Credits

I would like to give credit where credit is due. Videos are from YouTube and other sources such as NicoNico while Oricon rankings and other information are translated from the Japanese Wikipedia unless noted.

Monday, July 22, 2019

Chu Kosaka/Akiko Yano/Haruko Kuwana -- Horo(ほうろう)


Happy Monday! Thankfully, the torrid heat and humidity have decreased noticeably over the past 48 hours. A lot of people appreciated the summer weather but even the most ardent sun worshipers were admitting that Saturday was just a tad too hot. Well, that wasn't certainly not the case today.


Y'know...I had thought that one of us here at "Kayo Kyoku Plus" already provided his or her article on "Horo", the title track from Chu Kosaka's(小坂忠)4th album from 1975. But actually such was not true. I guess it was because that some of us often referred to the album in other articles and correspondence concerning Kosaka.

Then, allow me to rectify this situation. "Horo" was written and composed by Haruomi Hosono(細野晴臣), Kosaka's old bandmate from Apryl Fool(エイプリル・フール)which had its days in 1969. Now, I'm not sure whether the above video is the original 1975 recording or the remake that Kosaka made for his "HORO 2010" album in March of that year, but this is a nice funky and bluesy number with great vocals by him that I could imagine the late great Ray Charles swaying back and forth to. "Horo" means "wandering", and considering that another track from the 1975 album, "Fuuraibou"(風来坊), also referred to "wanderer", I'm kinda wondering if the singer-songwriter and his fellow musicians including Hosono did think of themselves as somewhat vagabond-ish Japanese New Musicians in their existence in the music industry back then.

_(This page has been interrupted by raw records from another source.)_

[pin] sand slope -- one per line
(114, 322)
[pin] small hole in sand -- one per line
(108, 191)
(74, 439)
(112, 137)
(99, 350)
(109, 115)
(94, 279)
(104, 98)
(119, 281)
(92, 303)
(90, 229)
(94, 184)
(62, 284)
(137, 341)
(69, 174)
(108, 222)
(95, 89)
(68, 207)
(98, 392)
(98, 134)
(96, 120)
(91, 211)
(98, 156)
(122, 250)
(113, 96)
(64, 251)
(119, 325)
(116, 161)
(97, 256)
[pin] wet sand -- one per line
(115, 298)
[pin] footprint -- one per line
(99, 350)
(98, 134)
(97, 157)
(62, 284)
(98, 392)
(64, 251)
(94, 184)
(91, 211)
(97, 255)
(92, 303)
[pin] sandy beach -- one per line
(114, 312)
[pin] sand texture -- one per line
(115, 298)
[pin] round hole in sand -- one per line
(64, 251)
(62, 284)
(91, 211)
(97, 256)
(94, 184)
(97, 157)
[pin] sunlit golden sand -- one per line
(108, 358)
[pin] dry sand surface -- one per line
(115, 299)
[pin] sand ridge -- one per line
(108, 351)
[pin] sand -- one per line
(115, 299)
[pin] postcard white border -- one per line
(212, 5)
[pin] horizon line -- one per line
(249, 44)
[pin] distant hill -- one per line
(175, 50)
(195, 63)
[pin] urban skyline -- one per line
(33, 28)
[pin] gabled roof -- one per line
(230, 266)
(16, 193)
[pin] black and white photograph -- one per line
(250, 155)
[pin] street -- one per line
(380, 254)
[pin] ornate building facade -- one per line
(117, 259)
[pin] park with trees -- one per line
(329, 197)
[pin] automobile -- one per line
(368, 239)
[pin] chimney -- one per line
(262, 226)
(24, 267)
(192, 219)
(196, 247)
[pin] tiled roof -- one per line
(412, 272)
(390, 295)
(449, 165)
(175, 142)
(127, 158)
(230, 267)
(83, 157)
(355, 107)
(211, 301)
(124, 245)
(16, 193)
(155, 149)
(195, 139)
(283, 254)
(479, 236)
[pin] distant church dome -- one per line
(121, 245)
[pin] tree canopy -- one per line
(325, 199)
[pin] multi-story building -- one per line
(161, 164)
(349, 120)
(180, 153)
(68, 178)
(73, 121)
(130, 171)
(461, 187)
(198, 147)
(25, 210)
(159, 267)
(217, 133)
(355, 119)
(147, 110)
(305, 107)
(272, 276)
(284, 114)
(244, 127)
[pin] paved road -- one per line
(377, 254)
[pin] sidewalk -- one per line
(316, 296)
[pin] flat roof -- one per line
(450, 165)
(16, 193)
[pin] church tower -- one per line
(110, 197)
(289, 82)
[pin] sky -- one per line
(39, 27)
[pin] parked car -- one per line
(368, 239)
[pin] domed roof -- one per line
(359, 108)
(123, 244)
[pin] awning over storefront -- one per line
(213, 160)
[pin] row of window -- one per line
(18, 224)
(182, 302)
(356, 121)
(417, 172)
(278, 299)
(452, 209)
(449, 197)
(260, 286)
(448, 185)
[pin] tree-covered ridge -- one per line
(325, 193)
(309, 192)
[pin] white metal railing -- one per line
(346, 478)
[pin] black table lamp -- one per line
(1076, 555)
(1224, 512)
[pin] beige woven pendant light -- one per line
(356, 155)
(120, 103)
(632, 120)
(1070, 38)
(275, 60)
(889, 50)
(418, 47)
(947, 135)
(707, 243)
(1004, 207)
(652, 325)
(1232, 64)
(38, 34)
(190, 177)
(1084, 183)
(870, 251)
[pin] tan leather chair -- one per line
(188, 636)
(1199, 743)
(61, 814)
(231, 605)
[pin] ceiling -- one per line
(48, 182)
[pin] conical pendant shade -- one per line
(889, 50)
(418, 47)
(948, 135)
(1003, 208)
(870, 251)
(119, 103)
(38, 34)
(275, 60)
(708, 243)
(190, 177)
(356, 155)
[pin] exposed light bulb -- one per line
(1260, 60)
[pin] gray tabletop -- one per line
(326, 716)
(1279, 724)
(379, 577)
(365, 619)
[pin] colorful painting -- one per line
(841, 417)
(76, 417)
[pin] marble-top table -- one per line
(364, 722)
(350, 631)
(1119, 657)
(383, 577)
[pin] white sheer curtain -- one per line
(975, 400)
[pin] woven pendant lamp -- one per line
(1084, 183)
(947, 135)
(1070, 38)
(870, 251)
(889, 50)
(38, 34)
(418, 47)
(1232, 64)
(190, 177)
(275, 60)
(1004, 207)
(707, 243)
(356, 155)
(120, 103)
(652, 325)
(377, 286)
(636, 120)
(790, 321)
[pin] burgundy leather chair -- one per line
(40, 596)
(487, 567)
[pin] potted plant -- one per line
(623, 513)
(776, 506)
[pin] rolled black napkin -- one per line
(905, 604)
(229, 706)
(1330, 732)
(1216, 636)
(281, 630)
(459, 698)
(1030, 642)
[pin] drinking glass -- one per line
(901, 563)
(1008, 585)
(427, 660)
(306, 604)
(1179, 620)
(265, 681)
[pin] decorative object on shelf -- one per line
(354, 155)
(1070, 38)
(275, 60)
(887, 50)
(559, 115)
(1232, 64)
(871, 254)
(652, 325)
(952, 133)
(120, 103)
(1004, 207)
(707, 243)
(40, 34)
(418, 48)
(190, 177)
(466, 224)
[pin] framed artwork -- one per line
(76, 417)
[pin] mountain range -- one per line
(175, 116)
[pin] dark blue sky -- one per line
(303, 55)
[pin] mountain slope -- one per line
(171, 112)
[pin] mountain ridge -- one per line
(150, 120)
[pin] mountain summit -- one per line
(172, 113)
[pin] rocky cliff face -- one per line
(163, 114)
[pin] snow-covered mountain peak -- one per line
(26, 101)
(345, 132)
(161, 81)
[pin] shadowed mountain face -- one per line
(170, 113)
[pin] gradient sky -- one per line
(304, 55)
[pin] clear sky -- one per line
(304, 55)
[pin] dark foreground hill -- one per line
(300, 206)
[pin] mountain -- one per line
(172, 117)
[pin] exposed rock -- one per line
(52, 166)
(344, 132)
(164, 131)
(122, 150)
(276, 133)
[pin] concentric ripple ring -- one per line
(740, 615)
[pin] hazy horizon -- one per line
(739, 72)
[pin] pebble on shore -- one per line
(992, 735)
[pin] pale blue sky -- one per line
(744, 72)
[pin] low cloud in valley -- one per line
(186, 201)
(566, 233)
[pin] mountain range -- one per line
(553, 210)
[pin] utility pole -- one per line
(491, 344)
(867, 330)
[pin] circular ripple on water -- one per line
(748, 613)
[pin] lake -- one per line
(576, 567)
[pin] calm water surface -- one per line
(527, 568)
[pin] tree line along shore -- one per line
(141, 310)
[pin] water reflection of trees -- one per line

Listening to "Horo", I think the best setting for this in a live session wouldn't be in a huge arena such as Tokyo Dome, but a small basement club in a bohemian neighbourhood such as Shimo-Kitazawa. To be specific, it would be Kosaka and his small group headlining on a tiny stage in front of a stylish brick wall.



"Horo" has gotten its cover versions. In fact, Akiko Yano(矢野顕子)provided one such cover on her 1977 album "Iroha ni Konpeito"(いろはにこんぺいとう). Yano takes things just a bit slower and provides some of those silky and kittenish vocals, but the original funkiness and bluesiness aren't lost here.


Now, the reason that I decided to write this article in the first place was that I listened to Haruko Kuwana's(桑名晴子)1982 "Moonlight Island" album of cover songs, and felt that it was time to take a look at one of the tracks there that I hadn't written about in my original article on the album. Plus, Come Along Radio has given his own thoughts on "Moonlight Island" on Reddit, so you can take a look at it right here.

"Horo" is the first track on "Moonlight Island" for the video of the album above, and Kuwana ramps up the funk right from the get-go with that joyful "ALL RIGHT!". There is much more of a proud strut down the main street with this version, further emphasized by an electric guitar solo by either Fujimal Yoshino(芳野藤丸)or Makoto Matsushita(松下誠). In fact, according to the liner notes, it looks like the entirety of AB'S helped out in the recording of the album.